Microsoft shares mitigation for recent Windows Server printing issues

Microsoft has released temporary mitigation info for a known issue that might cause print and scan failures on multiple Windows Server versions after installing July 2021 security updates on domain controllers.

As the company revealed last week, the known issue impacts printers, scanners, and multifunction devices using smart card (PIV) auth and non-compliant with CVE-2021-33764 hardening changes.

“On July 13, 2021, Microsoft released hardening changes for CVE-2021-33764. This might cause this issue when you install updates released July 13, 2021 or later on a domain controller (DC),” Microsoft explains.

“The affected devices are smart card authenticating printers, scanners, and multifunction devices that don’t support either Diffie-Hellman (DH) for key-exchange during PKINIT Kerberos authentication or don’t advertise support for des-ede3-cbc (“triple DES”) during the Kerberos AS request.”

Customers who encounter this issue are advised to first check if they have the latest drivers and firmware installed on impacted devices.

If the known issue still appears on up-to-date devices, affected customers should contact the device manufacturer and ask for setting changes or updates to make the printer or scanner compliant with CVE-2021-33764 hardenings deployed via July Windows 10 security updates.

Temporary mitigation for non-compliant environments

If no updates are available from device manufacturers, Microsoft provides temporary mitigation for Windows Server DCs while working to get the printing or scanning devices into compliance.

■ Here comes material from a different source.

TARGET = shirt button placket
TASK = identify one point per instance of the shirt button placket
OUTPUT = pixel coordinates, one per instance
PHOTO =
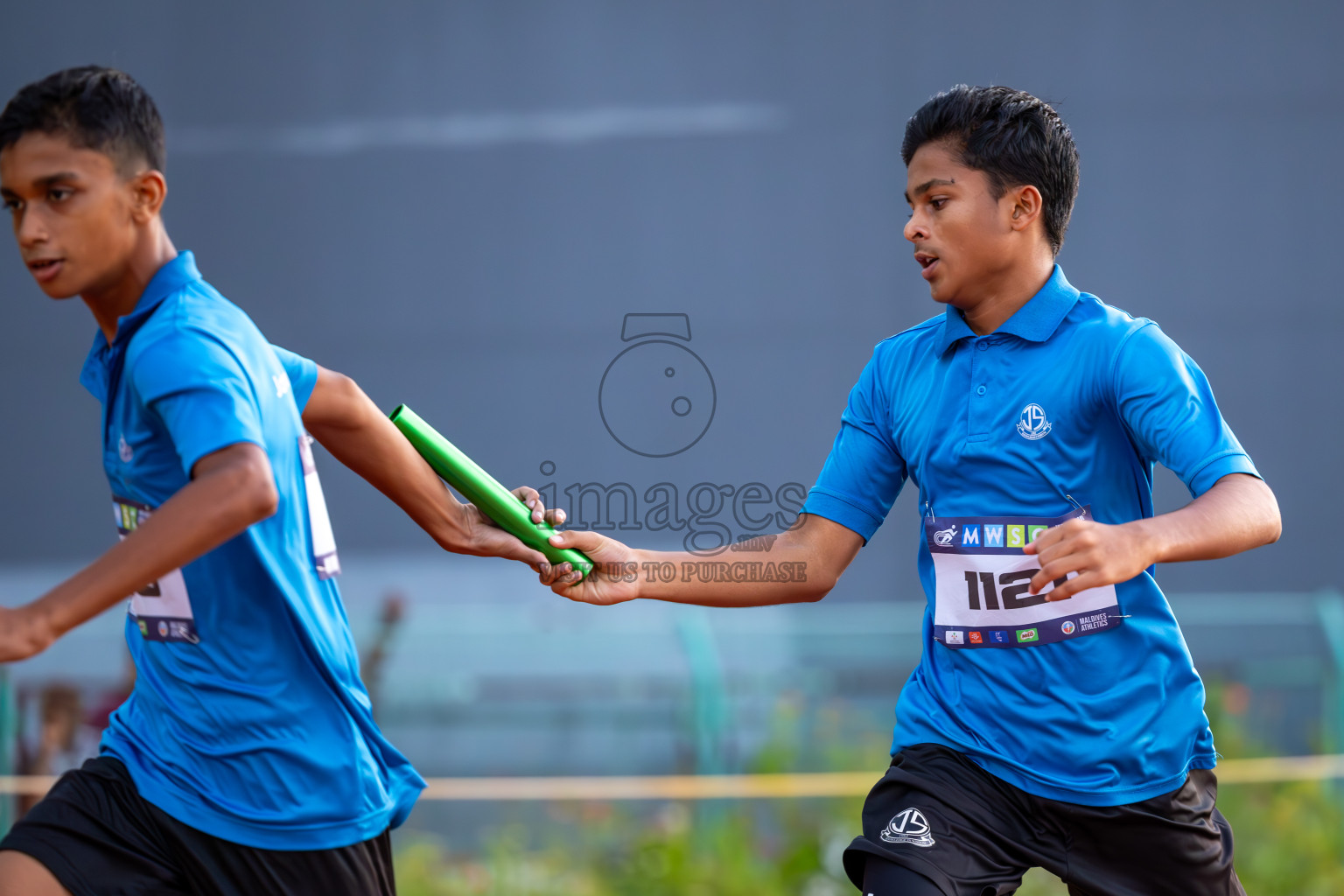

“You must have your non-compliant devices updated and compliant or replaced by February 8, 2022, when the temporary mitigation will not be usable in security updates,” Microsoft adds.

Affected customers are advised to take the following steps on all domain controllers to mitigate ongoing printing and scanning issues:

1. On your Domain Controllers, set the temporary mitigation registry value listed below to 1 (enable) by using the Registry Editor or the automation tools available in your environment:

   reg add HKLMSystemCurrentControlSetServicesKdc /v Allow3DesFallback /t REG_DWORD /d 1 /f

2. Install an update that allows the temporary mitigation available in updates released July 27, 2021 or later (below are the first updates to allow the temporary mitigation):

   • Windows Server 2019: KB5005394

   • Windows Server 2016: KB5005393

   • Windows Server 2012 R2: KB5005391

   • Windows Server 2012: KB5005389

   • Windows Server 2008 R2 SP1: KB5005392

   • Windows Server 2008 SP2: KB5005390

3. Restart your domain controller.

Emergency updates released for Windows 10

Microsoft has also released cumulative out-of-band updates this week to address this known issue on Windows client platforms, including:

• KB5005394 (Windows 10 1809)
• KB5005393 (Windows 10 1607)
• KB5005392 (Windows 7 SP1)

While more cumulative should be released to address the issue on all impacted Windows client releases, Microsoft confirmed when acknowledging this known printing issue on Friday that all affected smart card authenticating devices should work as expected when using username and password authentication.

Redmond has also addressed Windows 10 printing issues caused by changes introduced in the June 2021 cumulative update preview earlier this month.